By Jason Thompson
This research explored the visual framing of climate control in The New York Times through three cycles of media history. Although no peer-reviewed study has explored this specific topic, a wealth of prior communication articles on both the visual and textual aspects of climate change and geoengineering in the media was mined in order to discover the frames present. Once the visual frames of climate control (war, fix, people, and impacts) were revealed a content analysis was conducted in order to see which frame elements were most and least frequent considering the images of climate control. When combining all three cycles the frame with the highest overall mean was the fix frame (M=1.7517, SD=1.34128) indicating that it is the most occurring climate control frame per image. The frame with the lowest overall mean was the war frame (M=.5137, SD=1.02544). Frame frequency from cycle to cycle was relatively constant since only the impacts frame had a significant mean difference between cycle one and cycle two (M= .72453, p= .042). This initial analysis did not provide support for Downs issue-attention cycle theory. Although when the frame element frequencies were graphed three spikes were separated by three valleys considering climate control imagery in The New York Times through about one and half centuries. This information can go towards making correlations with: events, exposure to certain stimuli, and judging effectiveness of communication strategies over time. The discussion considered whether currently the war and fix frames could be too small in order to produce effective communication with a distrustful public. Also the recent people frame increase correlates with non-acceptance regarding climate change considering Republicans.
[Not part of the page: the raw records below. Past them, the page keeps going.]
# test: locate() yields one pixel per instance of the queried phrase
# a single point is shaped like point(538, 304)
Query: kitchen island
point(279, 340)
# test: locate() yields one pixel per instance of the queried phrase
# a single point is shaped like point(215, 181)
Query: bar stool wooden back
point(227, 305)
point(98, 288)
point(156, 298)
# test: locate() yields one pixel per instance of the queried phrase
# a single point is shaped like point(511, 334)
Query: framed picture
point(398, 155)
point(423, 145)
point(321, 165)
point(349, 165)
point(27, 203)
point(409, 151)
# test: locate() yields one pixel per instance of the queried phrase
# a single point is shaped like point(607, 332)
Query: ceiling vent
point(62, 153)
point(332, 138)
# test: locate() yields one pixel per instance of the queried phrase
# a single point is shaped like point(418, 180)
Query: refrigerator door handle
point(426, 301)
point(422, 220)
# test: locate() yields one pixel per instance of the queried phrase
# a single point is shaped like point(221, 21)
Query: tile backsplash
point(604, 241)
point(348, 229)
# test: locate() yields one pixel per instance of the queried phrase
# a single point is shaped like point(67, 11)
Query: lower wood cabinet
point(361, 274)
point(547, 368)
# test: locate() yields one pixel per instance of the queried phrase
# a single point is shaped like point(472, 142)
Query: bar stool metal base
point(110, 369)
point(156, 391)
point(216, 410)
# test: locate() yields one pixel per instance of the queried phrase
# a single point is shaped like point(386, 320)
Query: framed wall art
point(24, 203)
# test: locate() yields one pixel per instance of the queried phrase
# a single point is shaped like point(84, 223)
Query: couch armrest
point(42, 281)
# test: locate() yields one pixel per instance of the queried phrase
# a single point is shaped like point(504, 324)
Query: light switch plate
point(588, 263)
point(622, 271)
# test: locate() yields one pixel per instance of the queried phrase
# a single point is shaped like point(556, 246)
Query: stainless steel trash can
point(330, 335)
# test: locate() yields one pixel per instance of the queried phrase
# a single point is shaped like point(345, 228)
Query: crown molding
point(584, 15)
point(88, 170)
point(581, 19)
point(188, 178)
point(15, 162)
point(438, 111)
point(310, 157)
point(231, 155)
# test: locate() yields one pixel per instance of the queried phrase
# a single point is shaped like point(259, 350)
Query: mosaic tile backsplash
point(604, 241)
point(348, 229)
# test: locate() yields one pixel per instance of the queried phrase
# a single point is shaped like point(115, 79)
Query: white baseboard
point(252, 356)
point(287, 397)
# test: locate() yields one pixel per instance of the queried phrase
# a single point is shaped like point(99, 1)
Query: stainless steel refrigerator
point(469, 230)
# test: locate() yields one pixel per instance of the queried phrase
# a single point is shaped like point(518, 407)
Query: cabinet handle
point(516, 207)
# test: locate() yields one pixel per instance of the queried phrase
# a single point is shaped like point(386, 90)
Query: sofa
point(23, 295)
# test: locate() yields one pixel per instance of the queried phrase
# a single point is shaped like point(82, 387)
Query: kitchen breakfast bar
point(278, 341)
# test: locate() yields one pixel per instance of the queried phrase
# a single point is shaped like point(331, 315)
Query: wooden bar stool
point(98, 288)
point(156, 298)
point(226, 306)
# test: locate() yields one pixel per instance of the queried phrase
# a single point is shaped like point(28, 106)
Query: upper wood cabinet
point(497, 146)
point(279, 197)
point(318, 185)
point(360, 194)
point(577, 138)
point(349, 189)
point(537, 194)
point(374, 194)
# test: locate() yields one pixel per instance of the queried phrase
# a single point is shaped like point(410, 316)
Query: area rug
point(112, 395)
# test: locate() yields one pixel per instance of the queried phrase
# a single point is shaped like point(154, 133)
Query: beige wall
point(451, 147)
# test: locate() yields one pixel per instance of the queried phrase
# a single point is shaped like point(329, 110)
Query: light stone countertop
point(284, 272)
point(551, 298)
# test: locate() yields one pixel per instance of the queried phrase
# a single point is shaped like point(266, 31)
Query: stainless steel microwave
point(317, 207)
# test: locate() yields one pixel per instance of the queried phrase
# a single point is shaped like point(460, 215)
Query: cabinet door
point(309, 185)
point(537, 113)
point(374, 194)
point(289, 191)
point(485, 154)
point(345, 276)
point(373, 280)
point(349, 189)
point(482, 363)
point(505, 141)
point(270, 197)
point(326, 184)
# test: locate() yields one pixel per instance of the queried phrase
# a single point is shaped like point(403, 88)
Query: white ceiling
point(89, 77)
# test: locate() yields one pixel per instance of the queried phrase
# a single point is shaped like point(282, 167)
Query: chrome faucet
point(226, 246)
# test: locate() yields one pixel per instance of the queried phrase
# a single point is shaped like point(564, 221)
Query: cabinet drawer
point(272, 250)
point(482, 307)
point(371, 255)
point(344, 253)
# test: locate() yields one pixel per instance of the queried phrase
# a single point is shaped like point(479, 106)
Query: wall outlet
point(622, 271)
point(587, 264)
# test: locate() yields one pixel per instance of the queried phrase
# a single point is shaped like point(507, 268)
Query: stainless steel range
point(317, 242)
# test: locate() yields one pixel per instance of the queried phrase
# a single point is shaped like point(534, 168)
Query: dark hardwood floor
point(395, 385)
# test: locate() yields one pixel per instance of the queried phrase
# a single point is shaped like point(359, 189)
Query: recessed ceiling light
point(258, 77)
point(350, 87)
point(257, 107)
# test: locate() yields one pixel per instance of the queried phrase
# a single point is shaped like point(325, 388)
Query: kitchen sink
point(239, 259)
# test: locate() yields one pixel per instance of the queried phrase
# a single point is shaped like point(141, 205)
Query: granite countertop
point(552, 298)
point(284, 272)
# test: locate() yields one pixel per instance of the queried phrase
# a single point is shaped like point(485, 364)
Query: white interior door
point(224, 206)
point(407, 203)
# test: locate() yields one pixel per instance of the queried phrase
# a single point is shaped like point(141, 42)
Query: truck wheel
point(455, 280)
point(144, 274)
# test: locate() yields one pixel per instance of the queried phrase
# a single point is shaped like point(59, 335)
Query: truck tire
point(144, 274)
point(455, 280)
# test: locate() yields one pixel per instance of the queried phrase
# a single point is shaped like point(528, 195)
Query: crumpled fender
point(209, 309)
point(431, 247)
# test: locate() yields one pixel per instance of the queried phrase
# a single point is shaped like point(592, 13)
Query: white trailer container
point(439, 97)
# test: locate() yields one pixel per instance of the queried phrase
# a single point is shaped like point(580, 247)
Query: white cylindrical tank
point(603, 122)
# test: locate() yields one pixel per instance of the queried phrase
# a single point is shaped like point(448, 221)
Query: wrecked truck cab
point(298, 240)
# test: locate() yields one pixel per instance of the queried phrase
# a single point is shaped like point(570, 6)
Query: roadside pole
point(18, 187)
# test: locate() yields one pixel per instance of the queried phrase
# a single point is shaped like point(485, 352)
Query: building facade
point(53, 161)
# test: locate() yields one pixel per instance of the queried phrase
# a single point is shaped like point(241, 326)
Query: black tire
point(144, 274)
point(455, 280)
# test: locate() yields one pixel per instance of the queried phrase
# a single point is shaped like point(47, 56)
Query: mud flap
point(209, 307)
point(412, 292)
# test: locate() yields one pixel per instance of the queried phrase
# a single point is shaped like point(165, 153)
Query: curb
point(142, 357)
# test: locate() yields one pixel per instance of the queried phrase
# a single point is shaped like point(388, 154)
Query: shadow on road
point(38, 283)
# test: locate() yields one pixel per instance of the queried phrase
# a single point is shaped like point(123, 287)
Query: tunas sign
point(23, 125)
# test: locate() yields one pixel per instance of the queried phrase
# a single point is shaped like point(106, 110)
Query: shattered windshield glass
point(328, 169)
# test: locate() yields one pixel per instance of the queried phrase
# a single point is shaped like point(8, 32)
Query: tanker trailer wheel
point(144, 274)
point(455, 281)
Jason Thompson received his Bachelor of Arts degree in Law & Society from Winona State University and the International University Of Ulaanbaatar where he studied U.S.-Mongolian Foreign Relations 1860-1920. He also attended diesel and hybrid technology programs at Hennepin Technical College in Minnesota, foreign ambassadorship courses at Soonchunhyang University in the Republic of Korea and the Democratic People’s Republic of Korea and attained a positive leadership certificate at the University for Peace in Costa Rica. He has a Master of Arts degree from University of Nevada, Las Vegas where he focused on how climate control was visually framed in the media using content analysis, enhanced weathering techniques that create power and control atmospheric carbon dioxide percentages using olivine powder and Sonics and high-energy x-ray applications. Jason has wrote for Diesel Power and The Costa Rica News.